O PIOR INIMIGO DO MEIO AMBIENTE É A POBREZA”, sentenciou o ministro da Economia, Paulo Guedes, durante uma apresentação no Fórum Econômico Mundial em janeiro. “As pessoas destroem o ambiente porque precisam comer”, ele disse, em Davos, na Suíça. É mentira – e a gente pode provar com números. Durante meses, nos debruçamos sobre 284.235 multas por desmatamento nos últimos 25 anos. E descobrimos que os maiores destruidores do meio ambiente – principalmente da Amazônia – não são os pobres. São algumas das pessoas mais ricas e poderosas do Brasil.

Dados públicos do Ibama, o órgão do governo federal responsável pela preservação do meio ambiente, compilados e analisados pelo De Olho nos Ruralistas, mostram que os 25 maiores desmatadores da história recente do país são grandes empresas, estrangeiros, políticos, uma empresa ligada a um banqueiro, frequentadores de colunas sociais no Sudeste e três exploradores de trabalho escravo

Os 25 maiores desmatadores somaram mais de R$ 50 milhões em multas entre 1995 e 2019. No total, suas centenas de autuações chegam a R$ 3,58 bilhões, praticamente o orçamento do Ministério do Meio Ambiente inteiro para 2020. Corrigido, o valor chegaria a R$ 6,3 bilhões.

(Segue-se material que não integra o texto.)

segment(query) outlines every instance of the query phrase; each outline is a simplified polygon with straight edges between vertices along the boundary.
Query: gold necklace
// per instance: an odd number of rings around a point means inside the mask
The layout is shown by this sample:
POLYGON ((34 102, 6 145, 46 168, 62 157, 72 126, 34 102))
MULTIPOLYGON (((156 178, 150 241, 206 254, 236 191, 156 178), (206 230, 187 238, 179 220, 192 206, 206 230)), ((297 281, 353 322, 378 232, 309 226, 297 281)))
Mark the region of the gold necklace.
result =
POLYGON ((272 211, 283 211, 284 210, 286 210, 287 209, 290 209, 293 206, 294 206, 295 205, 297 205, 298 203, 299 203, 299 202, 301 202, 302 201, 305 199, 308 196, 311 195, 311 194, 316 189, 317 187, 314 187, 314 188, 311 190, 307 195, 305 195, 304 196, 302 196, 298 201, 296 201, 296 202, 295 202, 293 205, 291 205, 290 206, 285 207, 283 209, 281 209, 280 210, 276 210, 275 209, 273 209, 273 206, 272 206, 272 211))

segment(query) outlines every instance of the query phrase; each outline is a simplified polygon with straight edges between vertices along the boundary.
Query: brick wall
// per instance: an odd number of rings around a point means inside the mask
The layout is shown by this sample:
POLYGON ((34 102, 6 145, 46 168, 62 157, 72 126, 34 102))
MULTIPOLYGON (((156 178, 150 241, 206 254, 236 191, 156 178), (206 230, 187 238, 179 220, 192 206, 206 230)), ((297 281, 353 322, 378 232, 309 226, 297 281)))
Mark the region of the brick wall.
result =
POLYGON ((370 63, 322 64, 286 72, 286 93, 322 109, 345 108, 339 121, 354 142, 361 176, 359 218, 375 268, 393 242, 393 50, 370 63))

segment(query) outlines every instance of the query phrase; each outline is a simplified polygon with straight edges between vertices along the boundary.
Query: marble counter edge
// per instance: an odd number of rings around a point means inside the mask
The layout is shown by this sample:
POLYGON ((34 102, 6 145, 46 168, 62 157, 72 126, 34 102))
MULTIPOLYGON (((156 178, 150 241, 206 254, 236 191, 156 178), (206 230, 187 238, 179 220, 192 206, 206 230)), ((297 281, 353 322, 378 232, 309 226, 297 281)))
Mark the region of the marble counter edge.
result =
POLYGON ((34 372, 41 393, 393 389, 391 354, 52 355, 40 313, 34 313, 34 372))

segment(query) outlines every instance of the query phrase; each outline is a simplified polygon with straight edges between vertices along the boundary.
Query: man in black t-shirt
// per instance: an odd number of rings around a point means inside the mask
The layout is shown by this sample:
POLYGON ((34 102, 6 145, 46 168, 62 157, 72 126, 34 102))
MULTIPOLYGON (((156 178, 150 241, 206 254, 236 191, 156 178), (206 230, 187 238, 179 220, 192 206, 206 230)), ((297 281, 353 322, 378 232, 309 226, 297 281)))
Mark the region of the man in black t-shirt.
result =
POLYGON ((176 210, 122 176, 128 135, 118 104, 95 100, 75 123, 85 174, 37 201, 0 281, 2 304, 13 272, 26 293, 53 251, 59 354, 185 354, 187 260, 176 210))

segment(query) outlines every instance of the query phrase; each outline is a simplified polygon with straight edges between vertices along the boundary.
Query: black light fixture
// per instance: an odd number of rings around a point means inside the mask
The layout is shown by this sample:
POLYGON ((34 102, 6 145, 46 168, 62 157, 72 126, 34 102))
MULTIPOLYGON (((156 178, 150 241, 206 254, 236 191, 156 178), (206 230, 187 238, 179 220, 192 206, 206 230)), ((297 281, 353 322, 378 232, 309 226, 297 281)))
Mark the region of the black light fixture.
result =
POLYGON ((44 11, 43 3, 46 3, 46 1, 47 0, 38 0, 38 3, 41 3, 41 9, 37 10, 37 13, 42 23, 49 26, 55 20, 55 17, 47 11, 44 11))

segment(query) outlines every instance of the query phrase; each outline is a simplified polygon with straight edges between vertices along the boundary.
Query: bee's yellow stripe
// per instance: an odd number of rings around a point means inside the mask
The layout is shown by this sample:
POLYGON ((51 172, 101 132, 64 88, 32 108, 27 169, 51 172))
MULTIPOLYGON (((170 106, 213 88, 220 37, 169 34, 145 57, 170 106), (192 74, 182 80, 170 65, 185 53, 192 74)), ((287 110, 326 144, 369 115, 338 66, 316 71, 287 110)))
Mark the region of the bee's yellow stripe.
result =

Sozinhos, os campeões da destruição são responsáveis por quase 10% do total de multas aplicadas por devastação de flora desde 1995 – R$ 34,8 bilhões.

A imensa maioria deles jamais pagou suas multas e acumula outras dívidas com o poder público. Os valores, que são proporcionais à área desmatada, mostram que quem destrói a floresta não são as pessoas pobres, como defende Paulo Guedes, e que o desmatamento não é ‘cultural’, como diz Bolsonaro. A destruição é movida a dinheiro – muito dinheiro – e uma boa dose de impunidade.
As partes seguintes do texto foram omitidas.